L’attacco è duplice: da un lato alla narrazione del “campo largo”, che De Luca bolla come una “blasfemia”; dall’altro, alla candidatura di Roberto Fico a presidente della Regione, formalizzata da una parte della coalizione senza, secondo il governatore uscente, un adeguato confronto politico e programmatico.
“La parola campo largo la considero una blasfemia – ha detto De Luca –. Io parlo di alleanze politiche, serie, fondate su contenuti. In questo momento ci sono vuoti programmatici evidenti che vanno colmati, e non con slogan.”
Ma le parole più dure De Luca le riserva all’ex presidente della Camera e oggi candidato del M5S e del centrosinistra. Dopo l’annuncio ufficiale della candidatura, il presidente campano commenta con sarcasmo e irritazione:
“Se il buongiorno si vede dal mattino… direi buonanotte. Siamo davanti a un percorso tormentato, almeno per quanto riguarda me.”
Il nodo, per De Luca, non è solo politico ma anche di metodo. E cita il leader M5S:
“Conte aveva assunto una posizione corretta: prima i programmi, poi i nomi. Ma ieri abbiamo visto una fuga in avanti: prima i nomi, poi, forse, i contenuti. Questa è politica politicante, che non ci interessa.”

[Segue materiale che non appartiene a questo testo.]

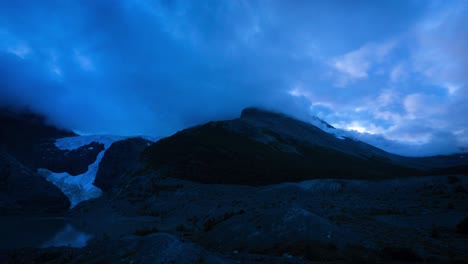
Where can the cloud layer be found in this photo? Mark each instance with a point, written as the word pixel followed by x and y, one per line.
pixel 155 67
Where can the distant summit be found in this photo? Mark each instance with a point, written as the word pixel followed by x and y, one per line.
pixel 264 147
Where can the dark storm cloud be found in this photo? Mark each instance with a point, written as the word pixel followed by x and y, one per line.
pixel 154 67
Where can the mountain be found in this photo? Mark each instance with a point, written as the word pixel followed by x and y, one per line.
pixel 263 147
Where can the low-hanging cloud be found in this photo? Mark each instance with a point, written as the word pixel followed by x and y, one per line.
pixel 155 67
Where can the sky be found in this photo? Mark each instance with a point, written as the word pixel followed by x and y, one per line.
pixel 392 73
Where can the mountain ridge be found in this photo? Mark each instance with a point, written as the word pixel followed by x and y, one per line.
pixel 263 147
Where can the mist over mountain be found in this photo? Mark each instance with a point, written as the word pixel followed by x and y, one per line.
pixel 156 67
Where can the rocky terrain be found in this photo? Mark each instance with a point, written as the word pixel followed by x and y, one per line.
pixel 263 188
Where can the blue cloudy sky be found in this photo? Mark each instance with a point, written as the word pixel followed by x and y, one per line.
pixel 394 73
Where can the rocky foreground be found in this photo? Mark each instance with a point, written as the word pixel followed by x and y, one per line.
pixel 207 195
pixel 150 219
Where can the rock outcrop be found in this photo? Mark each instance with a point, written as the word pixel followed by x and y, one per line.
pixel 123 158
pixel 24 192
pixel 74 162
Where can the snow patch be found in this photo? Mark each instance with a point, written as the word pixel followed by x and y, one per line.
pixel 81 188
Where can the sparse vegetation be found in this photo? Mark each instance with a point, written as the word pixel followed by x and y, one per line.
pixel 146 231
pixel 211 222
pixel 400 254
pixel 212 153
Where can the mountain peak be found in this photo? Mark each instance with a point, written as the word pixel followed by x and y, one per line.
pixel 255 112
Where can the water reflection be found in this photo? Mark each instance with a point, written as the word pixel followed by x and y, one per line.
pixel 21 232
pixel 68 237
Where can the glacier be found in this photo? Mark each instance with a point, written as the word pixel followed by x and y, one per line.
pixel 79 188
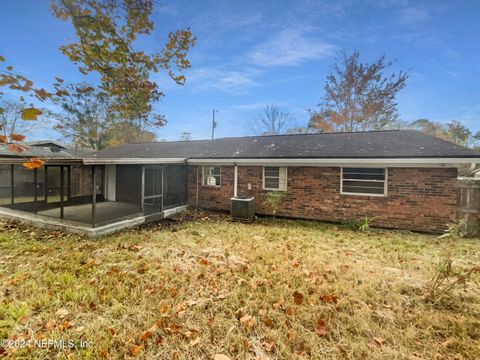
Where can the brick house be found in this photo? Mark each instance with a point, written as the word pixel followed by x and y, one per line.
pixel 408 180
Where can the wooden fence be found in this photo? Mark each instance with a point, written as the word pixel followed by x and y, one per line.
pixel 469 205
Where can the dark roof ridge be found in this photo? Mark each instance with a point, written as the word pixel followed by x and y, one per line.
pixel 273 135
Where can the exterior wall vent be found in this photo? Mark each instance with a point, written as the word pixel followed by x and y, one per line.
pixel 243 208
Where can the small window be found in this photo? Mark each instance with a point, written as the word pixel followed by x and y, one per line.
pixel 211 175
pixel 364 181
pixel 275 178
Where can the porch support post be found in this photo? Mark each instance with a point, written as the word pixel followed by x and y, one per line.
pixel 62 190
pixel 163 187
pixel 46 184
pixel 12 187
pixel 235 181
pixel 69 181
pixel 142 191
pixel 94 194
pixel 35 189
pixel 185 198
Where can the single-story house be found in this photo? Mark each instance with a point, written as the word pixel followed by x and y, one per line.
pixel 404 178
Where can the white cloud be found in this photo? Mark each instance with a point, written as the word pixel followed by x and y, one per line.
pixel 292 46
pixel 413 16
pixel 231 81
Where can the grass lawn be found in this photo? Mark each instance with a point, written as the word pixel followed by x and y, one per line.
pixel 268 290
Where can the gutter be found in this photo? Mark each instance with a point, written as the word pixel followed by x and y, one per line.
pixel 360 162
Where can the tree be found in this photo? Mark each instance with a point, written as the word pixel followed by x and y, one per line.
pixel 453 131
pixel 459 133
pixel 124 132
pixel 12 127
pixel 86 118
pixel 271 121
pixel 14 110
pixel 358 96
pixel 185 136
pixel 107 32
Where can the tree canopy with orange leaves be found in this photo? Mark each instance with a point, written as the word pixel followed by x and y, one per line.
pixel 358 96
pixel 107 31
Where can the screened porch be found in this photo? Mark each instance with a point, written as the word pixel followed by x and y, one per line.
pixel 94 195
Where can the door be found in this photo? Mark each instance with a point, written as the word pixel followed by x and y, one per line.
pixel 153 190
pixel 53 177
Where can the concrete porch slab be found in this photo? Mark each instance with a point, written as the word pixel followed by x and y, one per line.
pixel 47 222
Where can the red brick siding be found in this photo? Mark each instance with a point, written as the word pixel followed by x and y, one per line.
pixel 422 199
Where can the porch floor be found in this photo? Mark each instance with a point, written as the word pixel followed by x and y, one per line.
pixel 54 222
pixel 106 212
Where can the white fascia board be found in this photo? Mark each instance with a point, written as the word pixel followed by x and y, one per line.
pixel 412 162
pixel 129 161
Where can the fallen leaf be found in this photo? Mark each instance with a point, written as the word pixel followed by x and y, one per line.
pixel 320 328
pixel 297 298
pixel 248 321
pixel 67 325
pixel 269 345
pixel 136 350
pixel 149 291
pixel 62 313
pixel 163 308
pixel 329 298
pixel 148 333
pixel 195 341
pixel 221 357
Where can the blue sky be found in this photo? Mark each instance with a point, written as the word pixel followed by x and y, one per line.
pixel 253 53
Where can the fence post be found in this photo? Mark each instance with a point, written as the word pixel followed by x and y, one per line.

“È arrivato e ci ha illuminato d’immenso, con affermazioni per metà maleducate nei confronti della Regione e per metà ricche di banalità. Non stoppo nessuno, ma dico quello che penso.”
Le dichiarazioni di De Luca mostrano, ancora una volta, la distanza tra il presidente uscente e una parte del centrosinistra che guarda al M5S come interlocutore privilegiato. Il “campo largo”, almeno in Campania, sembra diventare ogni giorno più stretto – soprattutto se le fratture interne non verranno ricomposte da un confronto serio, prima sui programmi e poi sui candidati.